Children’s poetry can enthral an audience just as readily as a picture book. Recently I taught and read poetry across an R-7 school and the teachers were amazed that the children enjoyed poetry. It made the children laugh. It made them look at the world in a different way. And they could write some sensational lines also.
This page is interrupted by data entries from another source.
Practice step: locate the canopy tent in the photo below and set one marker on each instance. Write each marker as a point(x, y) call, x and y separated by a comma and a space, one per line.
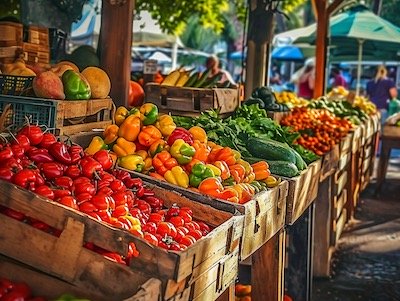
point(359, 33)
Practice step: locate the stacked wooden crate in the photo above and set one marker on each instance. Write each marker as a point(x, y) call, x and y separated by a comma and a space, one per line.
point(11, 40)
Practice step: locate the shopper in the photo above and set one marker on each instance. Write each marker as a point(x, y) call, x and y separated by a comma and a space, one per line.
point(213, 64)
point(304, 78)
point(381, 89)
point(338, 78)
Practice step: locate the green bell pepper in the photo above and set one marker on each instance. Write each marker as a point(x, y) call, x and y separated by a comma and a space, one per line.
point(75, 86)
point(200, 172)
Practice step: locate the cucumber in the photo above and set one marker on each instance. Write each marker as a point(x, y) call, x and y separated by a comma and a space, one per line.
point(283, 168)
point(268, 149)
point(300, 163)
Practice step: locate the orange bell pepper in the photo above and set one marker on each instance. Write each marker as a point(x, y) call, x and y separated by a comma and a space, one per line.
point(163, 161)
point(202, 151)
point(238, 172)
point(148, 135)
point(225, 172)
point(261, 170)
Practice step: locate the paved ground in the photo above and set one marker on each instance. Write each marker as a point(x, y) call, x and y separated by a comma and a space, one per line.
point(366, 265)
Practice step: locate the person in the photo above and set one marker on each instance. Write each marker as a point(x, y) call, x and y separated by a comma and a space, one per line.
point(305, 79)
point(337, 78)
point(381, 89)
point(213, 64)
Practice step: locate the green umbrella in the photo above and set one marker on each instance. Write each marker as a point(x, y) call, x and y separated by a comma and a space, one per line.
point(358, 32)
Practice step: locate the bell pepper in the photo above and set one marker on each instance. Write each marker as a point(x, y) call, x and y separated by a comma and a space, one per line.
point(148, 113)
point(261, 170)
point(157, 147)
point(148, 135)
point(177, 176)
point(124, 147)
point(238, 172)
point(222, 154)
point(111, 133)
point(182, 151)
point(131, 162)
point(95, 145)
point(198, 133)
point(165, 124)
point(200, 172)
point(180, 133)
point(224, 168)
point(120, 115)
point(202, 151)
point(162, 162)
point(147, 160)
point(211, 186)
point(75, 85)
point(130, 128)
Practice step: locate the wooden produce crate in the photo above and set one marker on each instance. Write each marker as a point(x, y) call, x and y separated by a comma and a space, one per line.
point(191, 101)
point(64, 257)
point(11, 34)
point(74, 116)
point(303, 190)
point(51, 288)
point(264, 215)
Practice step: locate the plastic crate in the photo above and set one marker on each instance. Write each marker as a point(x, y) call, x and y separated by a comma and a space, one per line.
point(15, 85)
point(37, 110)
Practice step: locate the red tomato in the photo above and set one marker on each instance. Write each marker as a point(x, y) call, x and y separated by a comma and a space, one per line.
point(188, 240)
point(150, 238)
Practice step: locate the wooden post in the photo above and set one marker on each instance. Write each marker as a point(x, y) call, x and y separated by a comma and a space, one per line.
point(267, 276)
point(116, 44)
point(321, 7)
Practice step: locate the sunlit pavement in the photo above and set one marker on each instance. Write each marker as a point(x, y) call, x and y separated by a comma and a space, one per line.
point(366, 265)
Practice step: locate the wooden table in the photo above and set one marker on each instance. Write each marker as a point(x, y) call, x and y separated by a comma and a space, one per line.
point(390, 139)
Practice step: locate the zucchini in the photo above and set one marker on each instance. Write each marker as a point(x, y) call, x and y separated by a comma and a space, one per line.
point(283, 168)
point(268, 149)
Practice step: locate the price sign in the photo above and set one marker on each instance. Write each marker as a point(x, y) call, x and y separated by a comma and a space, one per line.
point(150, 67)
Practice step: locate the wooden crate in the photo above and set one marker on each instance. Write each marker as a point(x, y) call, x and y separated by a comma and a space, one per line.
point(329, 163)
point(11, 34)
point(74, 116)
point(65, 257)
point(263, 215)
point(303, 190)
point(51, 288)
point(192, 101)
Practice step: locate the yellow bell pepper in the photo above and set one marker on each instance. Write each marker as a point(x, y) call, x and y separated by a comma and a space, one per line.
point(131, 162)
point(120, 115)
point(130, 128)
point(165, 125)
point(124, 147)
point(111, 133)
point(177, 176)
point(95, 145)
point(198, 133)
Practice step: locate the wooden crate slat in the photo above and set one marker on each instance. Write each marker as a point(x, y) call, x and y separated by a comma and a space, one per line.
point(303, 190)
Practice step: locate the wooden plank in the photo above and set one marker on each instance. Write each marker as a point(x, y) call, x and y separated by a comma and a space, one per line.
point(267, 271)
point(302, 192)
point(329, 163)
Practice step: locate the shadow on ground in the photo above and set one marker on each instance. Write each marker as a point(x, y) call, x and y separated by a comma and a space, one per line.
point(366, 265)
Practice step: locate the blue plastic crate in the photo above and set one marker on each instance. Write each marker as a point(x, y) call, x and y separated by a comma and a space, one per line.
point(37, 110)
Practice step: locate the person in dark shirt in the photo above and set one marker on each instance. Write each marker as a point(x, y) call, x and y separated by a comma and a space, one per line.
point(381, 89)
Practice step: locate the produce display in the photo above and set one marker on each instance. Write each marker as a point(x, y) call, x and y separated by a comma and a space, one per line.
point(256, 137)
point(148, 142)
point(62, 80)
point(319, 128)
point(194, 79)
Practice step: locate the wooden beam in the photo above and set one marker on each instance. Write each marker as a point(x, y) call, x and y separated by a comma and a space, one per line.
point(116, 44)
point(321, 46)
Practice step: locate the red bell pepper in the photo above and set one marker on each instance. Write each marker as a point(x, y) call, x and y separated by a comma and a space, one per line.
point(180, 133)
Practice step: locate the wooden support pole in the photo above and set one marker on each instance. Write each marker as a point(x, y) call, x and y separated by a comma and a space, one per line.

Here’s one of my poems for young children- best not read just before lunch though:
Ice cream city
Ice cream city
melted into marshmallow cloud
and the train runs
along licorice tracks
holding jelly baby people
in toffee coloured carriages.
They wave fairy floss flags
and wish they could ski
across the vanilla
the strawberry
the chocolate
roofs and pavements
of the ice cream city.
© Lorraine Marwood
A poem can also pose a problem- like what does a cow use when it gets an itch…
An Itch
An itch
creeps into hard to get places
like a backbone when a cow
has no scratchy fingers,
so the bark of a tree
the splinters of a post
the prickly points of a wire fence
the dry crinkly grass
all make substitute
back scratchers.
© Lorraine Marwood from ‘that downhill yelling’ Five Islands Press
I’ve just completed a May Gibbs children’s Literature Fellowship and part of my work was completing a poetry collection due to come out in August with Walker. As I kept and still keep notebooks over the years of snatched lines, the bare bones of an incident; I was able to trawl, tweak, rewrite and create new poems. And garner audience feedback too.
‘What is poetry?’ I often ask a group of children.
‘It’s like a nursery rhyme, like a song,’ a child eventually answers. And yes poetry keeps us dancing through an ordinary day, by celebrating the extraordinary in the world around us.
Congratulations Sally on the publication of Toppling- I am so looking forward to reading it.
Lorraine Marwood. http://www.lorrainemarwood.com/
http://lorrainemarwoodwordsintowriting.blogspot.com/
Thanks so much for dropping by Lorraine, and for sharing your beautiful poems.